Il calcio sta diventando sempre più popolare in tutto il mondo. Nel libro hai parlato di India, Cina, Malesia come il futuro del gioco. E negli Stati Uniti stiamo assistendo ad un’ampia popolarità del soccer. Quali sono i fattori che hanno influenzato questa crescita?

La TV e Internet. 20 anni fa era molto difficile seguire il calcio europeo se eri in Cina o negli Stati Uniti. Ora i grandi club europei sono ovunque. Il futuro dell’economia mondiale – e anche del calcio – è in mano al consumatore asiatico e soprattutto cinese.

La Premier League con le sue ingenti entrate sta dominando nelle competizioni europee (l’anno scorso tre su quattro delle squadre semifinaliste in Champions League erano inglesi, oppure il derby di Londra tra Chelsea e Arsenal nella finale di Europa League). Questo potere economico creerà problemi nel prossimo futuro? La cosiddetta Super League può essere un buon compromesso per tutti i club europei?

Il Barcellona e il Real Madrid hanno dominato in Champions League tra il 2009 e il 2018, in gran parte grazie ai due fenomeni, Messi e Ronaldo, oltre che alla grande generazione spagnola dei Mondiali del 2010 ma anche perché questi due club hanno ottenuto un’enorme somma derivante dalle entrate dei diritti televisivi della Primera Liga.

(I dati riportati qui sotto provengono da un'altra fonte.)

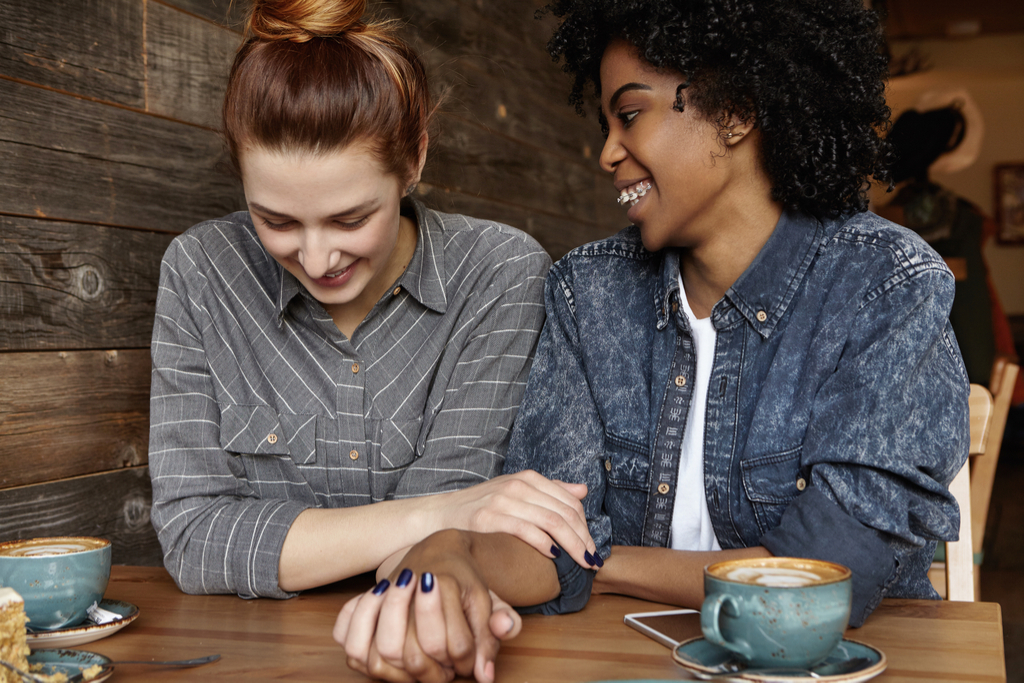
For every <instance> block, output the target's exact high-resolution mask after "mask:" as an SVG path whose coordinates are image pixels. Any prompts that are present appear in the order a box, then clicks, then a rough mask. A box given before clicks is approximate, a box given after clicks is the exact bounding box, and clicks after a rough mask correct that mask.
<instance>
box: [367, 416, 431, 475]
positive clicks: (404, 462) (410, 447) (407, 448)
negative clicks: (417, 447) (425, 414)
mask: <svg viewBox="0 0 1024 683" xmlns="http://www.w3.org/2000/svg"><path fill="white" fill-rule="evenodd" d="M368 422H369V423H370V431H369V433H368V434H367V436H368V439H367V452H368V453H369V454H370V462H371V469H375V470H377V471H380V472H389V471H393V470H400V469H404V468H406V467H409V466H410V465H411V464H412V463H413V461H414V460H416V457H417V453H418V450H417V443H418V442H419V439H420V427H421V426H422V425H423V418H422V417H418V418H416V419H413V420H368Z"/></svg>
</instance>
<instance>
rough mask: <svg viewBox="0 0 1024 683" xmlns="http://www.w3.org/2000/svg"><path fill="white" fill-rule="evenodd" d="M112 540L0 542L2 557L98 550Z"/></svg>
mask: <svg viewBox="0 0 1024 683" xmlns="http://www.w3.org/2000/svg"><path fill="white" fill-rule="evenodd" d="M109 543H110V542H108V541H103V540H101V539H91V538H87V537H82V538H76V537H68V538H52V539H32V540H31V541H10V542H7V543H3V544H0V556H2V557H50V556H53V555H68V554H70V553H82V552H86V551H89V550H98V549H99V548H102V547H104V546H106V545H109Z"/></svg>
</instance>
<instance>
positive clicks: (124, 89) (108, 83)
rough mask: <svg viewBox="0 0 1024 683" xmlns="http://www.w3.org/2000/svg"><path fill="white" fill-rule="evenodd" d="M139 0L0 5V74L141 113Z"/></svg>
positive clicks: (41, 2) (142, 52) (142, 83)
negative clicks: (102, 100) (63, 90)
mask: <svg viewBox="0 0 1024 683" xmlns="http://www.w3.org/2000/svg"><path fill="white" fill-rule="evenodd" d="M142 12H143V5H142V2H140V0H47V1H46V2H40V1H39V0H4V2H0V27H2V31H0V74H3V75H5V76H11V77H14V78H19V79H24V80H27V81H32V82H33V83H38V84H40V85H44V86H47V87H51V88H56V89H58V90H66V91H68V92H73V93H78V94H82V95H87V96H89V97H96V98H99V99H102V100H106V101H112V102H118V103H121V104H126V105H129V106H135V108H143V106H144V105H145V94H144V84H143V80H144V78H145V76H144V72H143V62H142V54H143V49H142Z"/></svg>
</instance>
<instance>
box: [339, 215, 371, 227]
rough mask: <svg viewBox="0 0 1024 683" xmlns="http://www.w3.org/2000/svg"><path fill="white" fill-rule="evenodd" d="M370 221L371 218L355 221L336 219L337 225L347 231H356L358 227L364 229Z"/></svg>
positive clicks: (352, 220) (366, 218)
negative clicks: (354, 230)
mask: <svg viewBox="0 0 1024 683" xmlns="http://www.w3.org/2000/svg"><path fill="white" fill-rule="evenodd" d="M368 220H370V216H364V217H362V218H356V219H354V220H341V219H340V218H339V219H336V220H335V221H334V222H335V224H336V225H338V226H339V227H341V228H342V229H345V230H354V229H355V228H357V227H362V226H364V225H366V224H367V221H368Z"/></svg>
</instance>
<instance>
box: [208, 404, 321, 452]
mask: <svg viewBox="0 0 1024 683" xmlns="http://www.w3.org/2000/svg"><path fill="white" fill-rule="evenodd" d="M220 447H222V449H223V450H224V451H227V452H228V453H233V454H234V455H238V456H288V457H291V459H292V460H294V461H295V462H296V463H297V464H299V465H308V464H310V463H313V462H315V461H316V416H315V415H289V414H279V413H278V412H276V411H275V410H273V409H272V408H270V407H269V405H234V404H227V405H222V407H221V410H220Z"/></svg>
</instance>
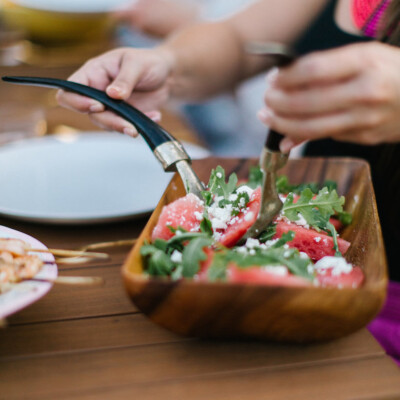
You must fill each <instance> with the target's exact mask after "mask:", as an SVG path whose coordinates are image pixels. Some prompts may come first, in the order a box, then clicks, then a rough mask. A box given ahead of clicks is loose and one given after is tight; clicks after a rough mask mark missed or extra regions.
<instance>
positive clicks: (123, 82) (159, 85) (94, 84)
mask: <svg viewBox="0 0 400 400" xmlns="http://www.w3.org/2000/svg"><path fill="white" fill-rule="evenodd" d="M325 3H326V0H302V1H295V2H293V1H292V0H262V1H259V2H257V3H255V4H253V5H252V6H250V7H249V8H248V9H246V10H244V11H243V12H241V13H239V14H237V15H236V16H234V17H232V18H230V19H229V20H227V21H222V22H217V23H209V24H206V23H205V24H199V25H194V26H190V27H187V28H184V29H182V30H181V31H179V32H178V33H176V34H174V35H173V36H172V37H171V38H170V39H168V40H167V41H166V43H165V44H163V45H162V46H161V47H159V48H157V49H154V50H140V49H130V48H125V49H117V50H113V51H111V52H108V53H105V54H103V55H101V56H99V57H96V58H94V59H92V60H89V61H88V62H87V63H86V64H85V65H84V66H83V67H81V68H80V69H79V70H78V71H77V72H75V73H74V74H73V75H72V76H71V77H70V79H71V80H73V81H77V82H79V83H82V84H86V85H90V86H93V87H95V88H97V89H100V90H106V92H107V94H108V95H109V96H110V97H113V98H116V99H123V100H127V101H129V102H130V103H131V104H133V105H135V106H136V107H138V108H140V109H142V110H143V111H152V110H155V109H158V108H159V106H160V105H161V104H162V103H163V102H165V101H166V100H167V99H168V98H169V97H170V96H171V95H176V96H179V97H181V98H186V99H188V98H191V99H193V98H204V97H206V96H210V95H212V94H214V93H216V92H219V91H222V90H225V89H228V88H230V87H232V86H233V85H235V84H236V83H237V82H238V80H240V79H243V78H245V77H247V76H250V75H252V74H255V73H257V72H259V71H261V70H263V69H265V68H267V66H268V63H267V62H266V59H264V58H263V57H254V56H253V57H251V56H248V55H246V53H245V52H244V45H245V43H246V42H248V41H252V40H258V41H260V40H266V41H271V40H272V41H280V42H285V43H290V42H291V41H293V40H294V38H295V37H296V36H297V35H298V33H299V32H300V31H302V30H304V29H305V27H306V26H307V24H308V22H309V21H310V20H311V19H312V18H313V17H314V15H316V14H317V13H318V11H319V10H320V8H321V7H322V6H323V5H324V4H325ZM58 101H59V102H60V104H62V105H64V106H66V107H69V108H72V109H75V110H77V111H81V112H86V113H90V114H91V117H92V119H93V120H94V122H96V123H97V124H99V125H100V126H103V127H105V128H108V129H114V130H118V131H121V132H122V131H125V133H128V134H133V132H134V128H133V127H132V126H129V124H127V123H126V121H123V120H122V119H121V118H119V117H117V116H115V115H114V114H111V113H109V112H107V111H104V108H103V107H102V105H101V104H98V103H95V102H93V100H90V99H87V98H83V97H80V96H77V95H73V94H70V93H63V92H60V93H59V94H58Z"/></svg>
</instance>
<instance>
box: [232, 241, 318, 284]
mask: <svg viewBox="0 0 400 400" xmlns="http://www.w3.org/2000/svg"><path fill="white" fill-rule="evenodd" d="M227 258H228V260H229V261H230V262H234V263H235V264H237V265H238V266H239V267H241V268H246V267H253V266H255V265H260V266H274V265H275V266H278V265H284V266H286V267H287V268H288V270H289V271H290V272H291V273H292V274H294V275H298V276H301V277H303V278H306V279H308V280H313V279H314V275H313V274H312V273H311V272H310V271H309V269H308V266H309V265H310V264H311V260H310V259H309V258H308V257H307V258H303V257H302V256H300V252H299V251H298V250H297V249H286V248H284V247H282V246H280V247H273V246H272V247H270V248H268V249H263V248H256V249H254V253H253V254H248V253H247V254H246V253H239V252H234V251H230V252H229V254H228V255H227Z"/></svg>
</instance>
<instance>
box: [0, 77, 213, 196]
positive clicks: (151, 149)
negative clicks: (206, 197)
mask: <svg viewBox="0 0 400 400" xmlns="http://www.w3.org/2000/svg"><path fill="white" fill-rule="evenodd" d="M2 79H3V81H5V82H11V83H17V84H21V85H33V86H44V87H51V88H58V89H64V90H66V91H69V92H74V93H78V94H81V95H83V96H86V97H90V98H92V99H95V100H97V101H99V102H100V103H102V104H104V105H105V106H106V107H107V108H108V109H109V110H111V111H113V112H115V113H116V114H118V115H119V116H121V117H122V118H124V119H125V120H127V121H129V122H131V123H132V124H133V125H135V127H136V129H137V130H138V132H139V133H140V134H141V135H142V136H143V138H144V140H145V141H146V143H147V144H148V146H149V147H150V149H151V150H152V152H153V154H154V155H155V156H156V158H157V159H158V161H160V163H161V165H162V167H163V168H164V171H166V172H172V171H177V172H178V173H179V175H180V176H181V178H182V182H183V184H184V186H185V190H186V192H187V193H189V192H190V193H194V194H195V195H197V196H199V197H201V192H202V191H203V190H205V188H204V185H203V184H202V182H201V181H200V179H199V178H198V177H197V175H196V174H195V172H194V171H193V169H192V167H191V166H190V164H191V159H190V157H189V155H188V154H187V153H186V151H185V149H184V148H183V146H182V144H181V143H180V142H179V141H178V140H176V139H175V138H174V137H173V136H172V135H171V134H170V133H169V132H167V131H166V130H165V129H163V128H162V127H161V126H160V125H158V124H157V123H155V122H154V121H152V120H151V119H150V118H149V117H147V116H146V115H145V114H143V113H142V112H141V111H139V110H138V109H137V108H135V107H132V106H131V105H130V104H128V103H126V102H125V101H122V100H115V99H112V98H111V97H109V96H108V95H107V94H106V93H105V92H102V91H101V90H97V89H94V88H92V87H89V86H85V85H81V84H79V83H75V82H70V81H66V80H62V79H54V78H40V77H28V76H3V77H2Z"/></svg>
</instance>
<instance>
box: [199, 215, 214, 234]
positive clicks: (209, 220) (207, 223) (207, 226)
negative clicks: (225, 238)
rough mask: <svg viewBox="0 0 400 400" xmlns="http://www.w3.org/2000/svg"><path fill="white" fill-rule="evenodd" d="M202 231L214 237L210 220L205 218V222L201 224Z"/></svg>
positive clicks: (201, 223) (203, 222) (202, 220)
mask: <svg viewBox="0 0 400 400" xmlns="http://www.w3.org/2000/svg"><path fill="white" fill-rule="evenodd" d="M200 231H201V232H203V233H205V234H206V235H208V236H212V235H213V230H212V224H211V221H210V220H209V219H208V218H206V217H204V218H203V220H202V221H201V222H200Z"/></svg>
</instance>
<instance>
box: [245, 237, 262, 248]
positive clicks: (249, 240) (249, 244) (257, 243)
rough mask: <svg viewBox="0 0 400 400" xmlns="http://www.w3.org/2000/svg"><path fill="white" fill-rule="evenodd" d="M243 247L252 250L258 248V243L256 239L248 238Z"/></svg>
mask: <svg viewBox="0 0 400 400" xmlns="http://www.w3.org/2000/svg"><path fill="white" fill-rule="evenodd" d="M245 246H246V247H247V248H248V249H254V247H260V241H259V240H258V239H253V238H248V239H247V240H246V244H245Z"/></svg>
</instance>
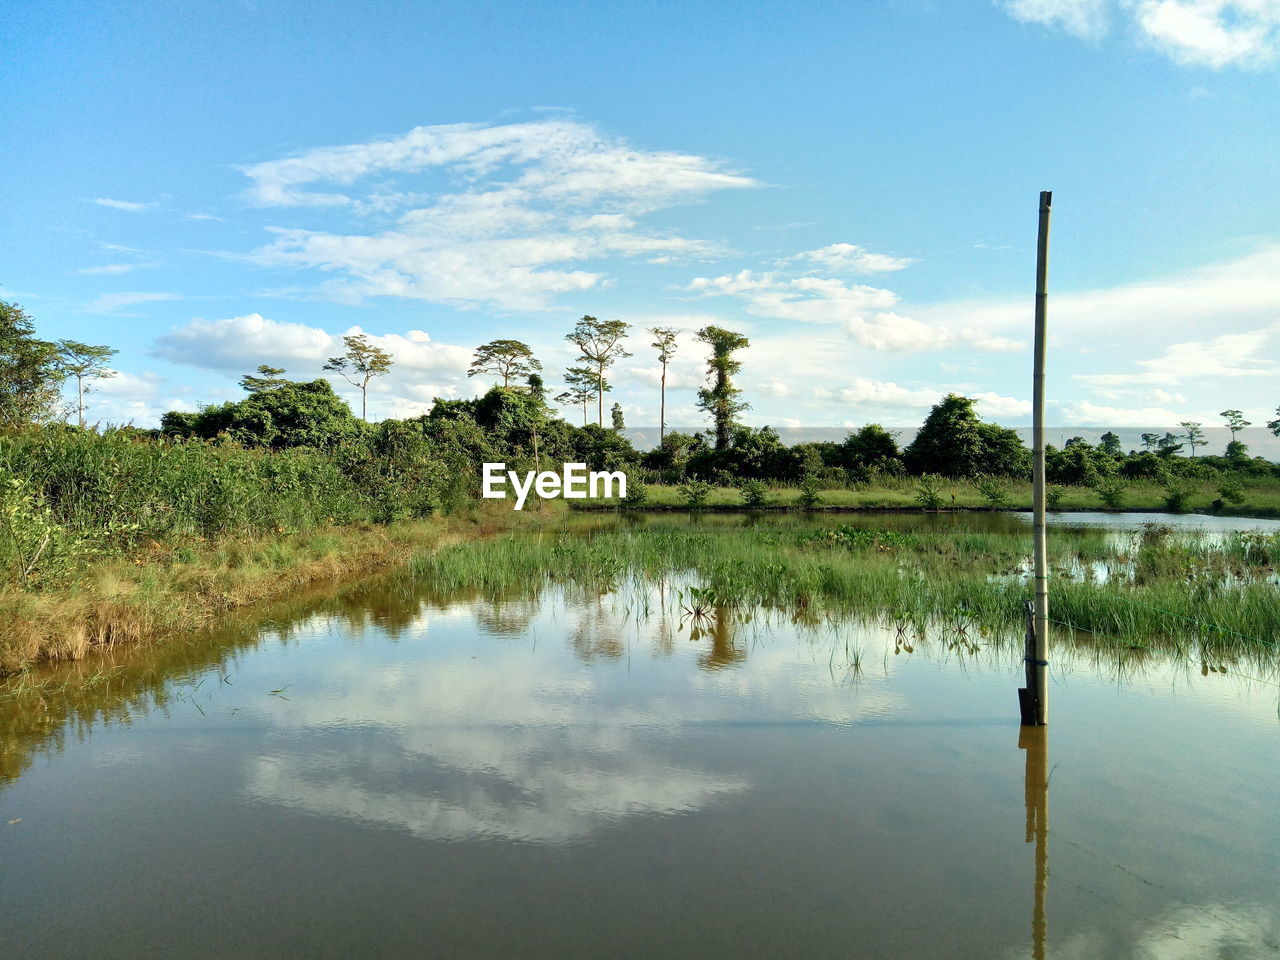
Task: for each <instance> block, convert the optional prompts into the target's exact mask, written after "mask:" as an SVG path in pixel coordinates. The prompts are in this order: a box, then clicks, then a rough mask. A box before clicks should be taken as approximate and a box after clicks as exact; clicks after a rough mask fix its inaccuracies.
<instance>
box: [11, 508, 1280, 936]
mask: <svg viewBox="0 0 1280 960" xmlns="http://www.w3.org/2000/svg"><path fill="white" fill-rule="evenodd" d="M1069 521H1070V518H1069V517H1068V518H1066V522H1069ZM1144 521H1160V522H1166V521H1167V518H1164V517H1149V516H1148V517H1144ZM625 522H626V521H620V520H617V518H612V517H593V518H589V520H584V521H581V524H580V525H579V526H581V527H582V529H585V530H599V529H607V527H609V526H611V525H613V526H616V525H618V524H625ZM660 522H662V524H682V522H689V520H687V518H685V517H675V518H662V520H660ZM731 522H742V521H741V520H740V518H732V517H707V518H704V520H703V522H701V526H703V527H704V529H707V530H709V531H712V532H714V530H716V527H717V525H721V524H731ZM764 522H778V524H781V522H803V521H783V520H777V521H764ZM815 522H826V521H815ZM841 522H868V524H881V522H882V524H883V525H884V526H887V527H890V529H928V526H929V525H932V524H941V525H955V524H961V525H963V524H973V525H977V526H978V527H980V529H1014V527H1016V525H1019V524H1021V522H1023V521H1020V520H1019V518H1016V517H1002V516H997V517H991V516H982V515H979V516H977V517H961V516H943V517H911V516H905V515H904V516H890V517H886V518H883V521H879V520H874V518H861V517H859V518H850V517H844V518H841ZM1085 522H1088V521H1085ZM1123 522H1128V521H1123ZM1238 522H1240V524H1242V529H1253V527H1254V526H1257V525H1258V524H1260V521H1238ZM1261 524H1263V525H1265V522H1261ZM1001 525H1004V526H1001ZM1121 529H1123V527H1121ZM695 584H696V579H695V577H691V576H689V575H682V576H672V577H658V579H654V580H650V581H626V582H622V584H620V585H618V586H617V588H616V589H612V590H603V591H602V590H595V589H585V588H581V589H580V588H573V586H545V588H543V589H539V590H535V591H532V595H527V594H526V595H520V596H508V598H503V596H481V595H477V593H476V591H474V590H471V591H468V590H453V591H451V593H448V594H442V593H440V591H439V590H436V589H434V588H433V585H431V584H430V582H415V581H413V580H411V579H407V577H404V576H392V577H381V579H378V580H375V581H371V582H367V584H362V585H358V586H355V588H349V589H346V590H342V591H334V593H333V594H332V595H326V594H316V595H308V596H302V598H297V599H296V602H294V603H292V604H291V605H287V607H279V608H273V609H269V611H261V612H259V614H257V617H259V622H253V623H250V622H242V623H238V625H233V626H229V627H228V628H227V630H225V631H223V632H220V634H218V635H215V636H201V637H189V639H186V640H178V641H173V643H166V644H163V645H155V646H151V648H142V649H136V650H120V652H113V653H109V654H108V655H106V657H104V658H100V659H97V660H93V662H87V663H82V664H63V666H56V667H50V668H46V669H44V671H41V672H38V676H36V677H35V678H33V681H40V682H41V684H44V686H42V687H41V692H40V695H36V692H33V691H32V690H27V691H26V692H23V691H17V692H14V690H13V689H12V686H13V685H12V684H10V690H9V691H8V695H6V696H5V699H0V736H3V740H0V744H3V753H0V864H3V872H0V923H3V929H4V943H5V952H6V955H9V956H14V957H19V956H20V957H84V956H95V957H108V956H129V957H133V956H200V957H233V956H234V957H243V956H256V955H291V956H307V957H329V956H332V957H349V956H396V957H398V956H475V957H493V956H522V957H529V956H536V957H598V956H609V957H632V956H634V957H682V956H687V957H777V956H805V957H827V956H856V957H919V959H924V957H1010V959H1012V957H1029V956H1036V957H1044V956H1047V957H1064V959H1068V957H1080V959H1083V957H1089V959H1101V957H1152V959H1153V960H1155V959H1156V957H1160V959H1161V960H1167V959H1176V957H1188V959H1189V957H1274V956H1280V817H1277V815H1276V797H1277V796H1280V763H1277V759H1280V712H1277V710H1280V708H1277V694H1280V686H1276V681H1277V676H1276V671H1275V669H1265V668H1262V667H1260V666H1258V664H1254V666H1252V667H1251V668H1249V669H1248V671H1247V673H1248V676H1245V675H1243V673H1242V671H1240V669H1238V668H1235V667H1234V666H1233V667H1228V666H1225V664H1219V663H1201V662H1192V660H1188V659H1179V658H1178V657H1176V655H1175V654H1161V653H1157V652H1153V650H1140V652H1133V653H1130V654H1126V655H1123V654H1119V653H1115V652H1110V653H1108V652H1105V650H1100V649H1097V648H1089V646H1087V645H1083V644H1075V643H1070V641H1065V640H1062V641H1060V643H1059V644H1057V645H1056V646H1055V648H1053V650H1052V654H1051V691H1050V696H1051V705H1050V719H1051V724H1050V726H1048V727H1047V728H1043V730H1037V731H1023V730H1020V728H1019V724H1018V699H1016V689H1018V686H1020V685H1021V673H1023V664H1021V662H1020V659H1019V657H1020V649H1019V648H1018V646H1016V645H1010V644H1002V643H995V641H993V640H991V639H989V637H984V636H982V635H979V634H977V632H973V634H969V635H959V634H954V635H950V636H948V635H936V636H924V637H920V636H916V635H913V634H910V632H904V631H900V630H897V628H896V627H895V626H893V625H892V623H888V622H876V621H860V620H856V618H852V617H847V618H845V617H835V616H826V614H824V616H810V614H808V613H806V612H805V611H792V612H787V611H777V609H772V611H762V609H744V608H726V607H714V605H713V607H709V608H698V607H696V605H695V604H692V603H691V602H690V599H689V596H690V595H689V593H687V589H689V588H690V586H692V585H695ZM690 611H692V612H690ZM261 618H266V620H268V622H266V623H265V625H264V623H262V622H261ZM1263 666H1265V664H1263ZM1220 667H1221V671H1220ZM29 682H31V681H28V685H29Z"/></svg>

Ma ora Ronaldo se n’è andato, Messi sta invecchiando, la generazione del 2010 sta svanendo e le entrate della televisione spagnola sono state divise un po’ più equamente tra tutti i club. Quindi penso che la Premier League, con le entrate TV molto alte e in crescita, diventerà ora dominante, dopo la vittoria del Liverpool della scorsa stagione. Un’ipotetica Super League si potrebbe giocare solo nei fine settimana, perché solo allora puoi programmare partite che verranno viste in contemporanea in Europa, Asia e negli Stati Uniti. È il momento più redditizio per giocare, molto meglio del martedì o del mercoledì sera della Champions, quando gli asiatici dormono e gli americani lavorano. Ma la Premier League vorrà continuare a giocare le sue partite nei fine settimana, perché ha grandi entrate TV globali. Gli spagnoli, gli italiani e i tedeschi potrebbero invece essere disposti a giocare una Super League nei weekend, perché i loro ricavi TV sono inferiori rispetto a quelli di una potenziale Super League, al contrario degli inglesi. Ciò significa che probabilmente una Super League non vedrà mai la luce. La gente parla di una superlega europea da circa 50 anni e non è ancora successo. Penso invece che la Champions League continuerà a crescere, con posti più garantiti per i club di grandi campionati.